Yerkes also lent support to Goddard’s Ellis Island data by reporting that the Alpha and Beta showed the peoples of southern Europe and the Slavs of eastern Europe to be less intelligent than the peoples of northern and western Europe; these “findings” helped bring about the 1924 immigration law.

As the IQ controversy grew more heated, however, intelligence testing began to lose favor among psychologists during the 1930s and still more in the 1940s. By then, too, the belief in general intelligence had waned; new research using advanced statistical methods had found all sorts of “factors” or clusters of special correlations among the traits and cast doubts on the meaningfulness or usefulness of Spearman’s g. Still, tests measuring a number of mental abilities and yielding a composite score, called intelligence, continued to be used by educators, business heads, and others.

By the 1960s, however, with protest movements of the disenfranchised and the discriminated-against gaining power, a protracted IQ war got under way. According to a study the author of this book made in 1999:

Militant minority groups and their white sympathizers [in the civil rights movement] succeeded in getting the boards of education in several major cities to stop IQ testing in the public schools. Public demonstrations and mass protests by activist groups died down by the late 1970s, but efforts to stop IQ testing continued by means of court cases and pressures on state legislators.

And with considerable success. By the 1990s, in schools throughout California, and in many school systems in other states, laws had been passed that forbade giving standardized tests of intelligence and academic aptitude to minority black and Hispanic children who had scholastic problems. In other cases school administrators who were not legally forbidden to do such testing avoided it in response to the wishes of parents… Nationally, between a third and a half of all public school districts administered no group intelligence or aptitude tests K to 12, and of those that did, according to a survey of eastern states, about half made little or no use of the results to tailor programs to students’ abilities.59

Some psychologists went so far as to deny that there was such a thing as intelligence. Professor Martin Deutsch of New York University asserted, “It’s a convenient label for certain kinds of behavior, but I suspect that, in actual fact, the thing itself doesn’t really exist.” Other psychologists and educators preferred to state, as Boring had done earlier, that one cannot say what intelligence is but only that it is what intelligence tests measure.

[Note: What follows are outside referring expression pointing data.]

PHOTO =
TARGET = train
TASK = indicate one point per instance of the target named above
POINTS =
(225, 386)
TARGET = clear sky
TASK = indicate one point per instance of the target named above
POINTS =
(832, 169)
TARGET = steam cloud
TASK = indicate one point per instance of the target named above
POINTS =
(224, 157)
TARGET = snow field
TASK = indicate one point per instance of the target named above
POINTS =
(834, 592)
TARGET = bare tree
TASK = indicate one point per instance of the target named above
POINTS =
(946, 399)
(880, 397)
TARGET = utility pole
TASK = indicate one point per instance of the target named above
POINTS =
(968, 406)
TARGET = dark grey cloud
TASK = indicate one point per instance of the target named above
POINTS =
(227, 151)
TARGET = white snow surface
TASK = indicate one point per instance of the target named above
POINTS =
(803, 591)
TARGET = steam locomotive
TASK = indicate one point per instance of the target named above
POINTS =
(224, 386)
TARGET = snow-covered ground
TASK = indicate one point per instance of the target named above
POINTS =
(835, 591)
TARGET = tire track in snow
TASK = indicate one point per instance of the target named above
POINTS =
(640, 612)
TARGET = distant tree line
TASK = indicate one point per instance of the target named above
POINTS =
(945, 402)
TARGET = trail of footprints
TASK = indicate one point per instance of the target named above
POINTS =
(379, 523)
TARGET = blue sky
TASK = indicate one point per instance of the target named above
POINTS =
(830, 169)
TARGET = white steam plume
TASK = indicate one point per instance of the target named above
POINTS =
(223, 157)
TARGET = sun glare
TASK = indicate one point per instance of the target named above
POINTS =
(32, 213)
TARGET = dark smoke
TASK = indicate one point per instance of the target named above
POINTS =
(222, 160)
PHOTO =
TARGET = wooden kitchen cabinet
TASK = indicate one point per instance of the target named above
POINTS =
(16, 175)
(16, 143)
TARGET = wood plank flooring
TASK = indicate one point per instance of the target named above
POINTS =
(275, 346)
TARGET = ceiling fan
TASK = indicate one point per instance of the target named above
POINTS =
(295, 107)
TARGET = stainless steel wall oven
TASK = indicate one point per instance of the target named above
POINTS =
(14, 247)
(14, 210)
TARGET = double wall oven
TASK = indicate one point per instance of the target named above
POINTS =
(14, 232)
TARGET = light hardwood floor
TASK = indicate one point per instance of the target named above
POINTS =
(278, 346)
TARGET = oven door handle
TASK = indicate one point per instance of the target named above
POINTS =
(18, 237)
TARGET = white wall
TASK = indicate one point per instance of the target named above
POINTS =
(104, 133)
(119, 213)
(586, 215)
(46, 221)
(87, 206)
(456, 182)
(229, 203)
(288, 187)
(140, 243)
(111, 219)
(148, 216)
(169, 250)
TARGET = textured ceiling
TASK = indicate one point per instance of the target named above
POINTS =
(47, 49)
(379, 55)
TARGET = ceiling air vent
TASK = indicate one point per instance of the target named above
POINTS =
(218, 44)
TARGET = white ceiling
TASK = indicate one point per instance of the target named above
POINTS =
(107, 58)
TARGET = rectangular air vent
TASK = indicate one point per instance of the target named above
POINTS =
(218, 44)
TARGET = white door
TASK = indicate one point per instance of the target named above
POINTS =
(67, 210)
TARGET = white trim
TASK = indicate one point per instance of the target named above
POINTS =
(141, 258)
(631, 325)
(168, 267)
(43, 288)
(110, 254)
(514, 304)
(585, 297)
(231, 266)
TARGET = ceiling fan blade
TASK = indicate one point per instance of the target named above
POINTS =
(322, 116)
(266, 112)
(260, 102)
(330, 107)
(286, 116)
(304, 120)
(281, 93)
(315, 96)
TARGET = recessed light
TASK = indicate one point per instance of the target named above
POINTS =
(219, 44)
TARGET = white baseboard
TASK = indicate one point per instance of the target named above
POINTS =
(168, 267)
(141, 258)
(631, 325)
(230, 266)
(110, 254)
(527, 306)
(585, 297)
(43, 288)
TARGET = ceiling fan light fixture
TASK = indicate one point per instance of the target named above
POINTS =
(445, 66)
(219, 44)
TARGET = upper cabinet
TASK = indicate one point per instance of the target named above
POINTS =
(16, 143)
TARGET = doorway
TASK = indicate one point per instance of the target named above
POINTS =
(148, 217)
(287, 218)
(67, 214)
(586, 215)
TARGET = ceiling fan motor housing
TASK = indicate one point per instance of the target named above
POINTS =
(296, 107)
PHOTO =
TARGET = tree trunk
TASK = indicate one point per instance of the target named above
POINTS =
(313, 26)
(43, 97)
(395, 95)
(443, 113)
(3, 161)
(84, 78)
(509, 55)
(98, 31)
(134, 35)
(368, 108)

To meet the criticisms of existing IQ tests, in 1958 the psychologist David Wechsler developed two new ones, the Wechsler Intelligence Scale for Children (known as WISC) and the Wechsler Adult Intelligence Scale (WAIS). WISC and WAIS have two major parts: a verbal subtest assesses vocabulary, comprehension, and other aspects of verbal ability, and a performance subtest is made up of nonverbal tasks such as arranging pictures in an order that tells a story, or spotting the missing elements in a picture. Over the years intelligence researchers have modified and improved them as well as the Stanford-Binet Intelligence Scale to better measure the abilities of test takers from diverse cultural and linguistic backgrounds, and have developed more sophisticated and fairer ways of administering and interpreting the tests.60

Accordingly, despite the long history of opposition to intelligence tests, WISC and WAIS have continued to be widely used in their latest versions (WISC III and WAIS III), and for good reason.

For one thing, in those school systems that use them they predict rather well how children will perform in school and which children should be given special attention or be enrolled in enrichment programs.